AKR1C3 is a novel therapeutic target in castration-resistant prostate cancer (CRPC) and estrogen receptor (ER)-positive breast cancer because of its ability to produce testosterone and 17 beta-estradiol intratumorally, thus promoting nuclear receptor signaling and tumor progression. A panel of CRPC, ER-positive breast cancer and high/low AKR1C3-expressing cell lines were treated with SN33638, a selective inhibitor of AKR1C3, in the presence of hormone or prostaglandin (PG) precursors, prior to evaluation of cell proliferation and levels of 11 beta-PGF(2 alpha) (11 beta-PGF(2 alpha),), testosterone, 17 beta-estradiol, and prostate-specific antigen (PSA). A meta-analysis of AKR1C3 mRNA expression in patient samples was also conducted, which revealed that AKR1C3 mRNA was upregulated in CRPC, but downregulated in ER-positive breast cancer. 11 beta-PGF(2 alpha), and testosterone levels in the cell line panel correlated with AKR1C3 protein expression. SN33638 prevented 11 beta-PGF(2 alpha), formation in cell lines that expressed AKR1C3, but partially inhibited testosterone formation and subsequently cell proliferation and/or PSA expression only in high (LAPC4 AKR1C3-overexpressing cells) or moderate (22RV1) AKR1C3-expressing cell lines. SN33638 had little effect on 17 beta-estradiol production or estrone-stimulated cell proliferation in ER-positive breast cancer cell lines.

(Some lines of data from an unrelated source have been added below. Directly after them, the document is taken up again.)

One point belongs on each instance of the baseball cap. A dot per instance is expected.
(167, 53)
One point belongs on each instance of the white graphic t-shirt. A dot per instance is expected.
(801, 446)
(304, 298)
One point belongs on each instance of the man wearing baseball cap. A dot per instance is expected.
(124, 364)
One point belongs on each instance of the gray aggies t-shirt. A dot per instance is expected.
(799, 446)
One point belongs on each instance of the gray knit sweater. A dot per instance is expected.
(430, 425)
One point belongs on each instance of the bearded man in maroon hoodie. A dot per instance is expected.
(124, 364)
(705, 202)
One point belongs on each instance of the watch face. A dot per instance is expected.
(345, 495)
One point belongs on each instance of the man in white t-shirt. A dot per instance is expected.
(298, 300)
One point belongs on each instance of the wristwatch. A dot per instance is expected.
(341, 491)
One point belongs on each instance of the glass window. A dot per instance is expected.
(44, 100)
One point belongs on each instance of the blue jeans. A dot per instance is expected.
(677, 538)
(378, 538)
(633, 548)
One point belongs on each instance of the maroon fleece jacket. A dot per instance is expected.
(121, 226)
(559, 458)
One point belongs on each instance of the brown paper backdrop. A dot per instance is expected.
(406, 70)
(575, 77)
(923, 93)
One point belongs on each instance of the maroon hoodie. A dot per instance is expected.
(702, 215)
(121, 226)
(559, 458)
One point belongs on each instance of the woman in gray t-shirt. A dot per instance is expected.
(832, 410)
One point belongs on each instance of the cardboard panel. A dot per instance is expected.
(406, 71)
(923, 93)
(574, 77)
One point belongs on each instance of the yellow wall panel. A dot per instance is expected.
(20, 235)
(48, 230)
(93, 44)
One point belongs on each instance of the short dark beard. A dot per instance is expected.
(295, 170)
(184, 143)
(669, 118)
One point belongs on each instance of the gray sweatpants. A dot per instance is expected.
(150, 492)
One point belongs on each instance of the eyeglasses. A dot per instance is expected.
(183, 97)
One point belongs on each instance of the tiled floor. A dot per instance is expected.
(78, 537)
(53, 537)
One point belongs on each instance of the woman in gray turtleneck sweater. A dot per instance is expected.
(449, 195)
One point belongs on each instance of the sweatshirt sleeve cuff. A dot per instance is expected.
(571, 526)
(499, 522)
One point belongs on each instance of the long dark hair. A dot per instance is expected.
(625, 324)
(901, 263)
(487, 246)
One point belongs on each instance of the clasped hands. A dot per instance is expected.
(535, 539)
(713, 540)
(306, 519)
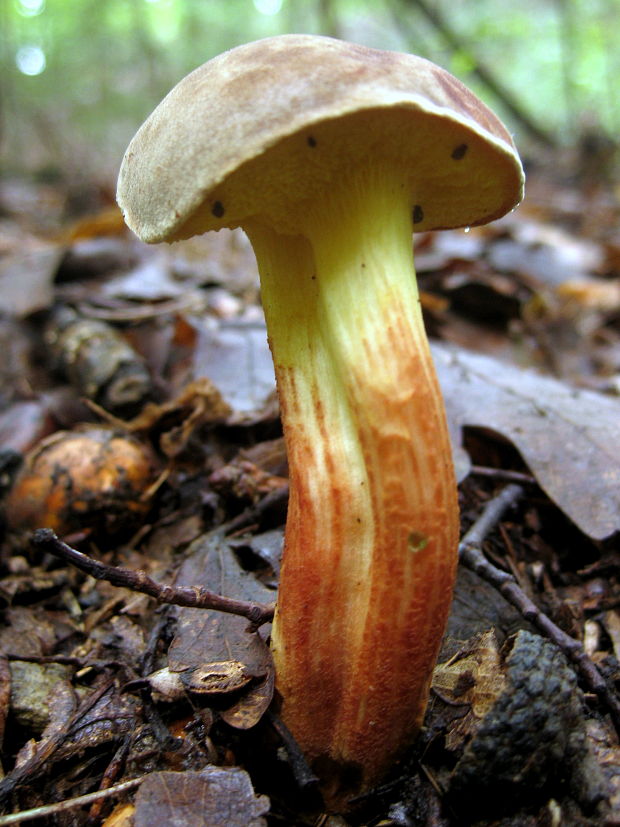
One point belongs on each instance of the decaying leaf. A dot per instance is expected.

Although SN33638 could prevent 11 beta-PGF(2 alpha), formation, its ability to prevent testosterone and 17 beta-estradiol production and their roles in CRPC and ER-positive breast cancer progression was limited due to AKR1C3-independent steroid hormone production, except in LAPC4 AKR1C3 cells where the majority of testosterone was AKR1C3-dependent. These results suggest that inhibition of AKR1C3 is unlikely to produce therapeutic benefit in CRPC and ER-positive breast cancer patients, except possibly in the small subpopulation of CRPC patients with tumors that have upregulated AKR1C3 expression and are dependent on AKR1C3 to produce the testosterone required for their growth.